Above all, it's the fact that he was my first boyfriend, first kiss... first love.

In the years since his death, I've made mistakes; I've rectified them. I've jumped hurdles to get where I am today. I've learned to let go of the guilt, just like Catherine had said, all those years ago. It's been a hard journey but I've succeeded—and that alone fills me with a sense of accomplishment. Catherine's words have always stuck with me, the ones she told me on the curb side after the funeral. The mornings when I felt like I was drowning in the grief, they were what I recalled. They gave me the strength to keep going, though I was missing an integral part of me that I could never get back.

I helped James' mum along the way, though it was more of a tandem effort.

There's been moments when everything fell to pieces around me. All progress I made dwindling into nothing but burnt hope in the following years after his death. I'm a miracle according to the doctors, but I don't see it the way they do.

I beat the cancer. Even after six years the tumour hasn't never come back. But I paid the price—my right leg from the knee down is gone. In its place is a prosthetic leg. The amputation had happened shortly after his death. For him, I'd gone through with the operation.

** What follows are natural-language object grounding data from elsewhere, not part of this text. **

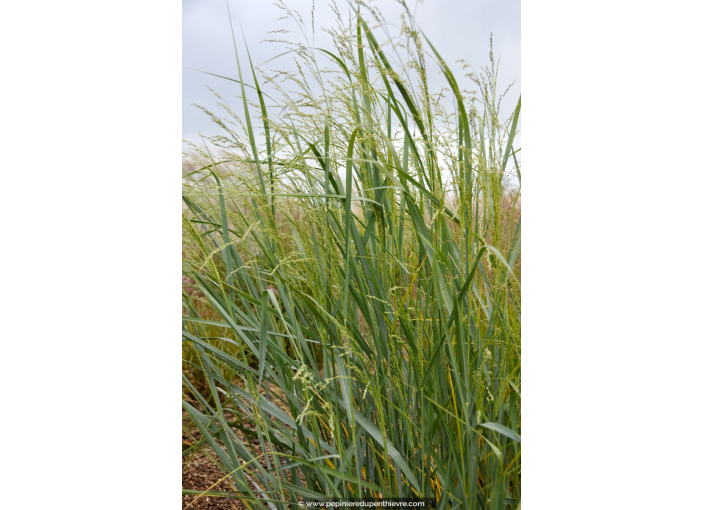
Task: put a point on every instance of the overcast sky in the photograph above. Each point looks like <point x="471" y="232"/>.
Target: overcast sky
<point x="459" y="29"/>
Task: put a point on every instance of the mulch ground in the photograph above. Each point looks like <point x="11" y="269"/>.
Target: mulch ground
<point x="199" y="472"/>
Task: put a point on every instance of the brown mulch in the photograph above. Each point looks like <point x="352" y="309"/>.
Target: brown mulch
<point x="200" y="472"/>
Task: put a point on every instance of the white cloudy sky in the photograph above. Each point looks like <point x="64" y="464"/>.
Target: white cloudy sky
<point x="459" y="29"/>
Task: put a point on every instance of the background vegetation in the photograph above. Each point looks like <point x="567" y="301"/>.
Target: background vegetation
<point x="351" y="265"/>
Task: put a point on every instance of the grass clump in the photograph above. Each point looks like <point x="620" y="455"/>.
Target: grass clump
<point x="352" y="268"/>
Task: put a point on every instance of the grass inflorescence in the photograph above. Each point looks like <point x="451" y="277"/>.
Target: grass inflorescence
<point x="351" y="279"/>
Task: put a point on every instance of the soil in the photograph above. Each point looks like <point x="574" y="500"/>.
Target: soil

Winning the fight had been bitter sweet. James hadn't been there to celebrate the victory with. I didn't get the chance to tell him—to see his reaction. To this day, he doesn't know. Every year that I come to the grave I tell him everything that's been happening, how everyone misses him.

But I don't think he hears any of it.

Sometimes I feel him there, feel the presence of someone watching me. It feels like him. In those moments, I see his face, the smile he always wore. I feel his arms wrap around me, holding me close.

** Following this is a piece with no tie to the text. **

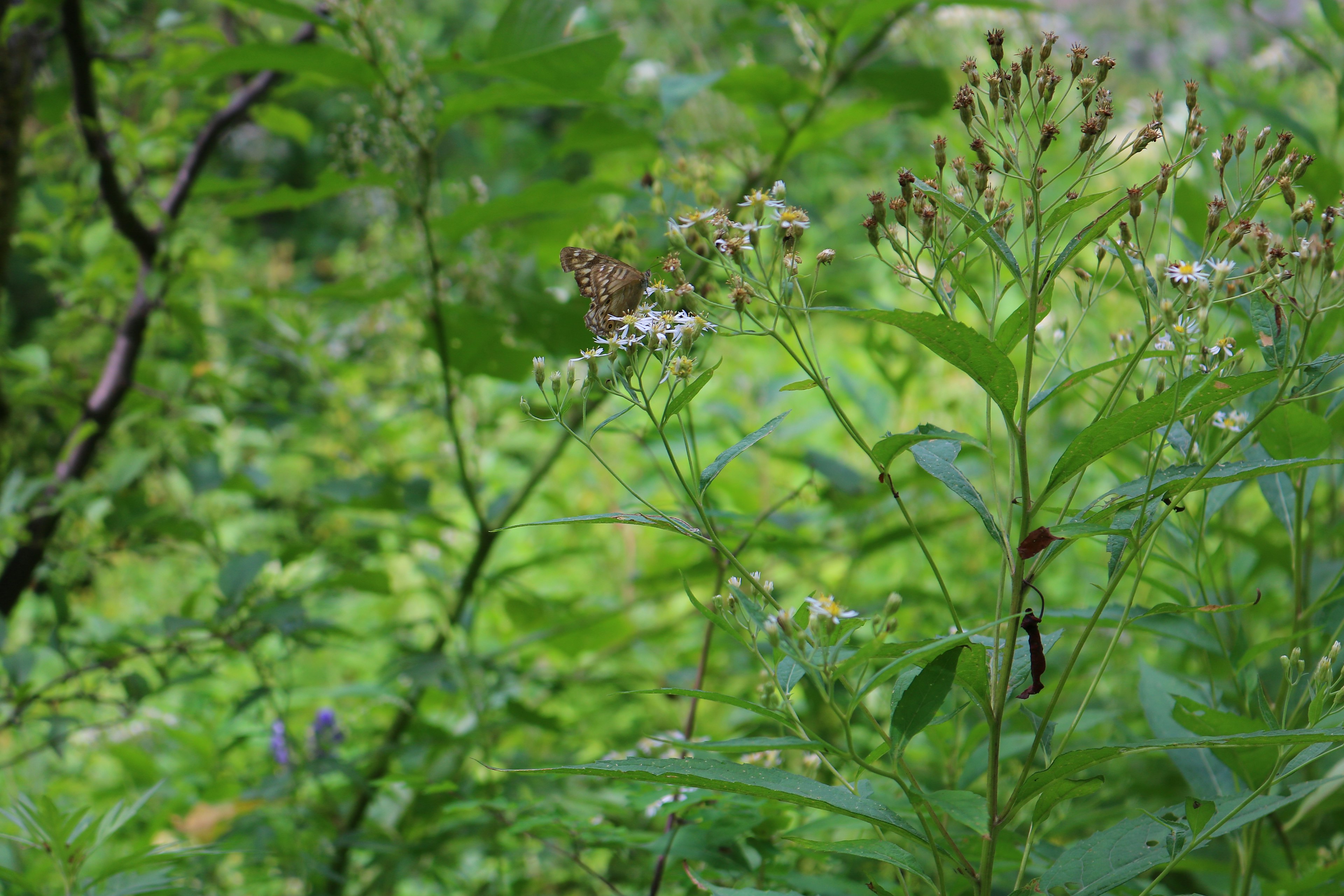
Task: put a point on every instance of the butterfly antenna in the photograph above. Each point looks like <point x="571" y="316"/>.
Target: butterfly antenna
<point x="1042" y="614"/>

The nightmares are the worst. I wake up thinking he's there.... only to realise that he's not. It's just a dream; my imagination. I feel arms around me and I think it's him. I stare at The End of Us and remember him asking me out, right after watching the movie.

Since his death, I've never been able to read the book again. Looking at it is physically painful and I can feel my heart threaten to shatter every time.

Nothing feels the same—at least nothing I'd done with him.

Without James there's parts of me I miss. And it will always remain that way. I don't feel whole.